I bought an HP Pavilion dv7 (dv7t-4100) a little less than a year ago (March, 2011)
It has been a big disapointment and I do not plan on buying an HP laptop again and can’t recommend that anyone else buy one either.
I chose the dv7 because I needed something with some processing power. My dv7 has anIntel i7 clocked at 1.87Ghz, with 6 gigs of RAM.
Update (January, 23, 2011)
The screw that was loose on the case eventually came out. Within a day the hinge near where the screw fell out of broke, and I could hear a piece of metal shaking around inside the case. The warranty expires at the end of March.
The HP support person I spoke with was professional in the way that a police officer who pulls you over for speeding is professional. He kept trying to get me to say that I had dropped, bumped or otherwise abused the laptop and warned me multiple times that if I sent it in and they found signs of abuse that I would have to pay for repairs.
Still, 50 minutes later and a box was on its way to my house. The box took 2 days to get here, 2 days to get to HP, and they must’ve fixed it that day because I got it back 3 days after that.
I had only complained about the hinge. The loose power plug and missing keyboard/worn off keyboard I had chalked up to wear-and-tear and didn’t expect them to fix under warranty, but they did.

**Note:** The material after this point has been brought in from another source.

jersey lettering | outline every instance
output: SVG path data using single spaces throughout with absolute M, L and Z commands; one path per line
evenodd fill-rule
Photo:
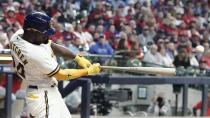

So, do I love HP laptops now? No, but I’m happy with how their warranty service turned out, and hopeful that I won’t have these problems once the warranty expires!
The HP Pavilion dv7 Overheats
Unfortunately, the dv7 is inadequately cooled. When I start the computer temperature of the computer quicky reaches 75-78 degress (Celcius) and the fans are running loudly. As soon as I start a couple of desktop applications (Firefox, Pidgin, Thunderbird and a terminal) the temperature reaches about 85.
When I got this machine, I was excited because from time to time I rip VHS tapes (old homevideos) and convert them to DVDs for family members. The encoding process is long and slow, and I expected to benefit from all 4 cores.
Sadly, I can’t even run a video encoder at full speed on a single core without the computer overheating, and shutting down. The computer shuts down if it reaches 100 degrees. I have to run ffmpeg (or mencoder) at 55% CPU usage (of one core) in oder for the fans to keep up with the CPU.
I’m effectivly stuck with a single core 1.03 GHz (55% of a single 1.87GHz core) computer since I can’t use more than that at once. Extremely disapointing.
TIP: If you're in a similar situation, and you're on Linux, you can use the program cpulimit throttle a specific process or program. When I try to encode video on Windows (in iTunes) the computer overheats no matter what I do.
NOTE #1: This happens in both Windows AND Linux, so it’s not some weird Linux bug. I nearly always use my laptop on a hard surface — and I have to have it on something hard with great airflow if I want to even think about encoding a video.
NOTE #2: My fans and vents are clean. I can see through them to the fans, and have used compressed air on them anyways just in case.
The HP Pavilion dv7 Has a Low Quality Keyboard
I admit that I use my computer more than most people do. Between work and hobbies, it’s not unusual for me to be on my computer 10-12 hours a day, and often more.
This laptop however, is the first one that I have ever worn the letters off the keys. It is also the first one that I have ever had a key spring break during normal use.
Luckly the dv7 comes with a numeric keypad which I don’t use, so I took the keyspring from one of those keys and repaired my broken key.
Again, very disapointing
The HP Pavilion dv7 Case is Poorly Built
Within a few months of getting my dv7 I noticed that the screen wouldn’t stay in position. It would always settle back an extra inch from where I had pushed it. It turned out that the top plastic piece of the case was coming loose from the bottom piece, which in turn left the lid hinge a little loose.
I tightened the screw on the case, and have had to tighten it again every couple of months.
I’m Done Whining Now
I don’t want/need a replacement from HP badly enough to talk to someone in a call center. I’m just going to keep using this computer until it dies. I’m betting it doesn’t make it a year. My guess is that the threads for the case screw eventually wear out and the screen won’t stay up.
I have a rock-solid reliable P4 desktop computer (an HP, no less!) I can use if this thing goes, and next time I’ll buy something more reliable, like a Thinkpad or a Mac Book.
So, if you’re in the market for a laptop, use extreme caution when buying an HP Pavilion. You might not get as good of a machine as you expect.